Eduardo Reyes coutout

Eduardo Reyes

There were days last year when every post brought a newly minted Irish passport to our South London home. My wife and daughters, it seems, are remaining in the EU. In my worst recurring dream, come Brexit I’m left behind, sat in a pub with a blue passport, Nigel Farage with some locally-concocted drink. 

The headlines feed that dream. Today we have Ireland’s taoiseach Leo Varadkar telling the press that Ireland is poised to take legal business from the UK. He’s not first to the party – the president of the Paris commercial court Jean Messinesi is set on eroding London’s dominance in international disputes. German courts and the Netherlands make a similar pitch.

Clifford Chance is ‘beefing up’ its presence in ultra-EU Luxembourg, DAC Beachcroft will open in Paris, Lewis Silkin and Simmons & Simmons are now in Dublin. City solicitors have joined the Irish roll in their hundreds – two magic circle firms were in the top-four for applications – and so it goes on. Declarations from statesmen and public servants in the likes of Dublin and Paris seem cheeky – but are firms in fact marching with their feet?

Well, no.

There won’t be tumble weed blowing through the Rolls Building, and despite the Irish passports littering every available surface of my home, like the Queen Mother in the Blitz, we're staying in London and so are the children.

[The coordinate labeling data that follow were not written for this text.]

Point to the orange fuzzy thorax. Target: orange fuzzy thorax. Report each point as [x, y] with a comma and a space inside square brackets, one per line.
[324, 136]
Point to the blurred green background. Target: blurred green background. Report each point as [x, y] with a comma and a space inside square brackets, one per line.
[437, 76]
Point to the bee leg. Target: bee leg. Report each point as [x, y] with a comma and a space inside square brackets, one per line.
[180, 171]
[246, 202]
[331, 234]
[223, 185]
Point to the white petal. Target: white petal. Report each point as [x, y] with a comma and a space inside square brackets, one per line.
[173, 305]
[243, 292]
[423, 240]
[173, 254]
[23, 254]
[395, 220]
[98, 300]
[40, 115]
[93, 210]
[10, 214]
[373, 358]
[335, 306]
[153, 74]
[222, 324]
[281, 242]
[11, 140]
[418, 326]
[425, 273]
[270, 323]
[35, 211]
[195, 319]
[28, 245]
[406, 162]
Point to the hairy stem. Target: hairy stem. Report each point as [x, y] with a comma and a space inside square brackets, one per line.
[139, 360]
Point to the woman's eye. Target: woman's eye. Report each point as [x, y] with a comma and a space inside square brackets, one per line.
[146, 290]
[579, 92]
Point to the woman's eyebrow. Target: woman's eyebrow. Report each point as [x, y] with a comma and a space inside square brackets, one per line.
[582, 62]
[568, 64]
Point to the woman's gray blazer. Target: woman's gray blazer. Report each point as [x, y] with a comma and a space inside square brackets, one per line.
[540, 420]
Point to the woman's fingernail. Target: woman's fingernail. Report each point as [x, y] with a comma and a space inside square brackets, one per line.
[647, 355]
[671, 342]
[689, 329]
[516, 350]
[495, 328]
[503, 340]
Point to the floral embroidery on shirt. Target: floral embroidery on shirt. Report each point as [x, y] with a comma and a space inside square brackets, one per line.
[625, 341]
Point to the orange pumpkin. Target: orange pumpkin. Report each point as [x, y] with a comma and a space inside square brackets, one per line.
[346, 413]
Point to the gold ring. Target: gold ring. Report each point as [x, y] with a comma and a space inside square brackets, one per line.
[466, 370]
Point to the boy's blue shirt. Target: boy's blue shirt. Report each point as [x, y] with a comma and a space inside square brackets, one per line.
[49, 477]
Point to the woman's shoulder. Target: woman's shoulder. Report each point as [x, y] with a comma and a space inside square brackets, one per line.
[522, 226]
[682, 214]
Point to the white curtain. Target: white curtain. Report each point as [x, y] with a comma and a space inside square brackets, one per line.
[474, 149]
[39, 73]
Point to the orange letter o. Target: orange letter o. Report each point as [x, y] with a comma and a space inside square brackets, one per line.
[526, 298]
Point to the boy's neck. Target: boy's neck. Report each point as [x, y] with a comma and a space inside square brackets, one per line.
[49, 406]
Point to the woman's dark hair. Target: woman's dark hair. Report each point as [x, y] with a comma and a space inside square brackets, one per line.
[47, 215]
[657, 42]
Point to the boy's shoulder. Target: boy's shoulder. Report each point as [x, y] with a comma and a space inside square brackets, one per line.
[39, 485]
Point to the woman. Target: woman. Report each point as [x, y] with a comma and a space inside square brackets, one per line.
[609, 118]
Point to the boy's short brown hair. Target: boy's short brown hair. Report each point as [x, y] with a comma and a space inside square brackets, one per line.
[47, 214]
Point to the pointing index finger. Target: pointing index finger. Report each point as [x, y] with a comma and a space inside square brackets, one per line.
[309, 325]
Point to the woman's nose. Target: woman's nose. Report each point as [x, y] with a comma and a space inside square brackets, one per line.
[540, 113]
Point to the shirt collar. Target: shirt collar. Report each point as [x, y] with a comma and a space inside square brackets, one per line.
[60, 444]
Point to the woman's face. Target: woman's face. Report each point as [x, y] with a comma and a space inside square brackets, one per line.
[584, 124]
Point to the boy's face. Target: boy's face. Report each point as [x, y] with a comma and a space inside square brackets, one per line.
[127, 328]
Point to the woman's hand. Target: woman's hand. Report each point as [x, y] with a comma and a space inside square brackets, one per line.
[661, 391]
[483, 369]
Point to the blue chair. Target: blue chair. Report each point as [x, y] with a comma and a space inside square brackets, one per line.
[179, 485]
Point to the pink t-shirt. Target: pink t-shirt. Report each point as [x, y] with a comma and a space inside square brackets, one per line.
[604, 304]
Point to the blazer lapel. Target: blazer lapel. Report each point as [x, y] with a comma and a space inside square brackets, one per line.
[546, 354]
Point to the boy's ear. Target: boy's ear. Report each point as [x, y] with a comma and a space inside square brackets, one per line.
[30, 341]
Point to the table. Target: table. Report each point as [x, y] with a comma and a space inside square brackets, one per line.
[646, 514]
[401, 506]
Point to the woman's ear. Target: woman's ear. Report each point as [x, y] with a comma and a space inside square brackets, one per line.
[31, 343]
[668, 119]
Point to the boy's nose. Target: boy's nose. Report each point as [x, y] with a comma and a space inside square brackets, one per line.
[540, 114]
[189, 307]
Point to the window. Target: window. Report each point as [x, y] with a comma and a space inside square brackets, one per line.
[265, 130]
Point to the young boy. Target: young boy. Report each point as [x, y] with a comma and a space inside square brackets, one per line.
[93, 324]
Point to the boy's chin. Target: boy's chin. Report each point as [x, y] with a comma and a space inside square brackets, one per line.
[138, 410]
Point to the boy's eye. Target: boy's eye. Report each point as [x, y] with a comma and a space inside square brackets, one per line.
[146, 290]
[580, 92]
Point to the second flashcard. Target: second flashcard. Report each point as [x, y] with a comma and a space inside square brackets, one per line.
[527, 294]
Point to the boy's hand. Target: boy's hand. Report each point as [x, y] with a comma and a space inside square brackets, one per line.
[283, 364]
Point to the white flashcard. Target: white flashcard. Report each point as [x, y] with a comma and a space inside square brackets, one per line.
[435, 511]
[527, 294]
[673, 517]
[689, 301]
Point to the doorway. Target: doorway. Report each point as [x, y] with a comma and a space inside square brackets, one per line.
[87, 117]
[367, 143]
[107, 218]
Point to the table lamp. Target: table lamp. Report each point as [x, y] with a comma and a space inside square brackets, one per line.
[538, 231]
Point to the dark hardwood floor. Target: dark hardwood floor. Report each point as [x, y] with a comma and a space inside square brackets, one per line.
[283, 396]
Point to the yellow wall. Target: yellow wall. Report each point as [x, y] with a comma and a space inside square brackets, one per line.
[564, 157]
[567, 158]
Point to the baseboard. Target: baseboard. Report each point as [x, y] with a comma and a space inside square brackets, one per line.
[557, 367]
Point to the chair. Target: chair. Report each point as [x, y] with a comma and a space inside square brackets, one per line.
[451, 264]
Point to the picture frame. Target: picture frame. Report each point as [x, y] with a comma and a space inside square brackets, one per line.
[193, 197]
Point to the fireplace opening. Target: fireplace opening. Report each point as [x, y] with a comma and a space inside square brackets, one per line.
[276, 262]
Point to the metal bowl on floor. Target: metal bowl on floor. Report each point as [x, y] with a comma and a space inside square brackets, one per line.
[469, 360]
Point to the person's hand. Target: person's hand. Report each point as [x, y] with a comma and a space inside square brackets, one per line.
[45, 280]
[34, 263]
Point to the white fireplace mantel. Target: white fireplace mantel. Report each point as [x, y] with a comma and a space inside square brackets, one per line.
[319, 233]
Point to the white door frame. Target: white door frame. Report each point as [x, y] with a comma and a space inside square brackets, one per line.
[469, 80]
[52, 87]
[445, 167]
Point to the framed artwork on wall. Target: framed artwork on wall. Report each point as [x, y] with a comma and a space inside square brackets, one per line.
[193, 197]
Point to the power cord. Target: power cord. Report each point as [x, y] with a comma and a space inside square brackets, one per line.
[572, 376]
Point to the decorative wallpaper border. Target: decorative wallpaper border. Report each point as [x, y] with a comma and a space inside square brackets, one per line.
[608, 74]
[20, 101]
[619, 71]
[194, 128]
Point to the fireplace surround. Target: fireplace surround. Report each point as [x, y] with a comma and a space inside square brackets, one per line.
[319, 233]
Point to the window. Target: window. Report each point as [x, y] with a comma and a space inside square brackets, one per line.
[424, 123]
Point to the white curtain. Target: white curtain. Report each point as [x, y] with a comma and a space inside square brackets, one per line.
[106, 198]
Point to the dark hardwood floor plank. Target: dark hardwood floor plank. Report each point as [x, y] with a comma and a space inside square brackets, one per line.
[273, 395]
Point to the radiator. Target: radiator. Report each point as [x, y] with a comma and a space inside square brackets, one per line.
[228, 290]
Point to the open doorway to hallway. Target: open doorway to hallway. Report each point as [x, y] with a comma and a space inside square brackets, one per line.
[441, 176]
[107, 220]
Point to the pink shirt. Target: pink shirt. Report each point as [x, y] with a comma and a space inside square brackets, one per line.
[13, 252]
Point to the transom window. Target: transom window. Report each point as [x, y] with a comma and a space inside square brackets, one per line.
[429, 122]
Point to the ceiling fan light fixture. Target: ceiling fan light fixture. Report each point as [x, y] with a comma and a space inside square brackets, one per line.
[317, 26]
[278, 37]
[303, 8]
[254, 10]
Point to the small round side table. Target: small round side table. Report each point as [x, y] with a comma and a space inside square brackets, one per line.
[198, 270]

Paris and Ireland’s claim on London instructions rely on the fact that post-Brexit judgments by the London Commercial Court will no longer enjoy automatic enforceability in EU member states.

But this is not the City’s biggest problem, though the solution will likely be clunky compared to current arrangements.

For our biggest problem, look to the trade in services and worry about where corporate deals are getting done.

The trade in services post-Brexit has not been prioritised in government policy, setting an unnecessarily tough test for legal services and the financial sector. We have an incredible concentration of legal skills to support the deals and disputes of global capital, but Brexit is going to be an exercise in testing clients and deal-doers' tolerance for inconvenience and uncertainty.

Then there is the cost of disputes and the adequacy of the justice system infrastructure they rely on, which would be an issue even without Brexit. Our judicial benches, lauded for independence and commercial insight, have vacancies and court fees are at a level other jurisdictions rightly shun.

It is tempting to look at the gleaming towers of the City – built for firms with reception areas the size of football pitches – and think that cost does not matter. But since the global financial crisis, general counsel have put much more weight on finding the minimum competent scale and price for their legal needs.

In the short term, London can shrug off cheeky interviews from foreign capitals.

But we need to watch how deal-doers respond to Brexit. Put simply, is the concentration of legal, accounting and banking expertise here enough of a reason to tolerate the cost and inconvenience of signing deals and litigating in a ’third country’?

For some it will not be enough – but no-one in Dublin, London or Paris has any idea who or how many they are.